In the Institute of Management Accountants (IMA) Accountancy Futures Academy, a best practices document. The Accountancy Futures Academy contributes to the Association of Chartered Certified Accountant's (ACCA’s) program of research and insights with powerful visions of the future. It provides a platform to look forward, to tune into the emerging trends and discussions in the global business and policy spheres and the latest reforms facing the world of finance.

By looking to the future it helps the accountancy and finance professions stay at the cutting edge. The Academy’s work fosters fresh thinking and innovative discussions, identifies the barriers to and facilitators of tomorrow’s successes, and identifies the potential strategies that will enable business and finance to navigate the choppy waters that lie ahead.

The FCCA Executive Chairman, Ng Boon Yew, says "This report thoroughly examines the key factors that ACCA and IMA members should be thinking about to prepare for future opportunities and challenges over the next 5–10 years.

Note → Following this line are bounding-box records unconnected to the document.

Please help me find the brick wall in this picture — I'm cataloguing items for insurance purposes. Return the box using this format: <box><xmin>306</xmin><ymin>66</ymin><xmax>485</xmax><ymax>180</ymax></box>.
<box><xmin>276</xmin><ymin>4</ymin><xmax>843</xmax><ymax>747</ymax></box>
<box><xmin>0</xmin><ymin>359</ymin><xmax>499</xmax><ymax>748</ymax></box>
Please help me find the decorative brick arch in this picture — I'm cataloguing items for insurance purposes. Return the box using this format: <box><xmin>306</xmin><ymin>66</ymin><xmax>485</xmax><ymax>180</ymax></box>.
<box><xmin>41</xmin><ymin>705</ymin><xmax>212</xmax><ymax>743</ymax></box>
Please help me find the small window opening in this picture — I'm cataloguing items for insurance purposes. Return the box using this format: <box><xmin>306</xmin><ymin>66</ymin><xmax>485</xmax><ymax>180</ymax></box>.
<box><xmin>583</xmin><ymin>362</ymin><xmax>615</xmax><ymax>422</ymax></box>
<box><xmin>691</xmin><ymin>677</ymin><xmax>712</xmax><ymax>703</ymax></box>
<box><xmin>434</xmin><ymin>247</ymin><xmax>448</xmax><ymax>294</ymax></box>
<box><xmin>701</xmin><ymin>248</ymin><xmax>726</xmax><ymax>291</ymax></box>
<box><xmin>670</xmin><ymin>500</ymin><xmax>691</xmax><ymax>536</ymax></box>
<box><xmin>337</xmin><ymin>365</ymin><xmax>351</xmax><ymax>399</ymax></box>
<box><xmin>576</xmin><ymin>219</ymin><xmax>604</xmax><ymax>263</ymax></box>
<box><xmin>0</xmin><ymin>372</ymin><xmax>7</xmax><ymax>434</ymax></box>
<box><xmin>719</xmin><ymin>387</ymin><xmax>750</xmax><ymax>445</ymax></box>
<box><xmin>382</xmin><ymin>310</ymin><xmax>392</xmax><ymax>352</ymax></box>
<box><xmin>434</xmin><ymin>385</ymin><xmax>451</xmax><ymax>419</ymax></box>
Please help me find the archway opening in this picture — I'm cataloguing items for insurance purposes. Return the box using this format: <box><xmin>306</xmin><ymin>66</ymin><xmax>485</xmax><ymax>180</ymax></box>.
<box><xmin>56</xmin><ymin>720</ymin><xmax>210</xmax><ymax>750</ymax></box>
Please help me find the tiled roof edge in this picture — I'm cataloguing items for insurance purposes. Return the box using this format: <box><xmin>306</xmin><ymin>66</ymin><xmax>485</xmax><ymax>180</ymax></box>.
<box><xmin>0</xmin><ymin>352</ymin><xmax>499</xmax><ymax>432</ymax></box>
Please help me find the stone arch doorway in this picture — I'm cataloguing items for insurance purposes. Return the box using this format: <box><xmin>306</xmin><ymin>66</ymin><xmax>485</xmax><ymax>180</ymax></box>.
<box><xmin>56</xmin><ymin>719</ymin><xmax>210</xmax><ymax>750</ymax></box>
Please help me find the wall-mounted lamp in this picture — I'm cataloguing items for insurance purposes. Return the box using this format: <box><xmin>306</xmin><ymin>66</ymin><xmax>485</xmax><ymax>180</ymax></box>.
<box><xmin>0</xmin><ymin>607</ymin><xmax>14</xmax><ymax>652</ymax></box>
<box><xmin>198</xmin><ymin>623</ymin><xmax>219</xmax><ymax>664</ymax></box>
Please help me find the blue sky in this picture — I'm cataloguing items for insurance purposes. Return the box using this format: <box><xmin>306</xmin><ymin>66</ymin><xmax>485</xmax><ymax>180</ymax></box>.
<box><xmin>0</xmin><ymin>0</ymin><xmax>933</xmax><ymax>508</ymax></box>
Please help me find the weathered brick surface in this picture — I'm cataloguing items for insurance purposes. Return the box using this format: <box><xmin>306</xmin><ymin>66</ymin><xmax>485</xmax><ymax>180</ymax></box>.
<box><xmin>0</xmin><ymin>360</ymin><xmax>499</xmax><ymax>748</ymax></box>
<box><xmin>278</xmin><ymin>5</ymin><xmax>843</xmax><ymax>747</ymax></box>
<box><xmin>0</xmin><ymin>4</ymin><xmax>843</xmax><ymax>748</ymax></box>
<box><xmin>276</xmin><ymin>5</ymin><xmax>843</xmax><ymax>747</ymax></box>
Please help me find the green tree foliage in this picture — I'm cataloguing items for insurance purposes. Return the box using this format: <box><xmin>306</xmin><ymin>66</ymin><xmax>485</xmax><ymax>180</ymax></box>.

In so doing, it identifies 100 emerging drivers of change that directly or indirectly impact business and the accountancy profession. Additionally, it provides a number of future scenarios for the profession while sketching out the ‘must do’s’ for them to be successful over the next decade.

Although the report is from 2012, the three key recommendations that jump out at us are as follows:

1.) Assume and plan for business volatility and turbulence.

2.) Develop your business radar.

3.) Focus on the holistic view of complexity, risk and performance.

These three suggestions are, at first glance, a bit problematic. How should we ramp up our abilities to meet these needs? This is where technology comes into play. Predictive Risk Analytics for complexity management is an ideal way to address all three of these suggestions in parallel. What we recommend is developing a charter document that drives these suggestions into an actual proof of concept. Then, your firm can start to educate your organization while you obtain real world experience. The amazing thing about trials of this type are the unexpected discoveries that take place. One example is when you assess an ERP data set. Many discoveries are made that make you realize that it is very possible to have your own business radar that allows managers to assess infrastructure complexity, risk and performance. What the organization does with these discoveries are the next challenge. But by identifying potential complexity issues, you have made a huge step forward! Risk mitigation strategies can then be built and acted upon.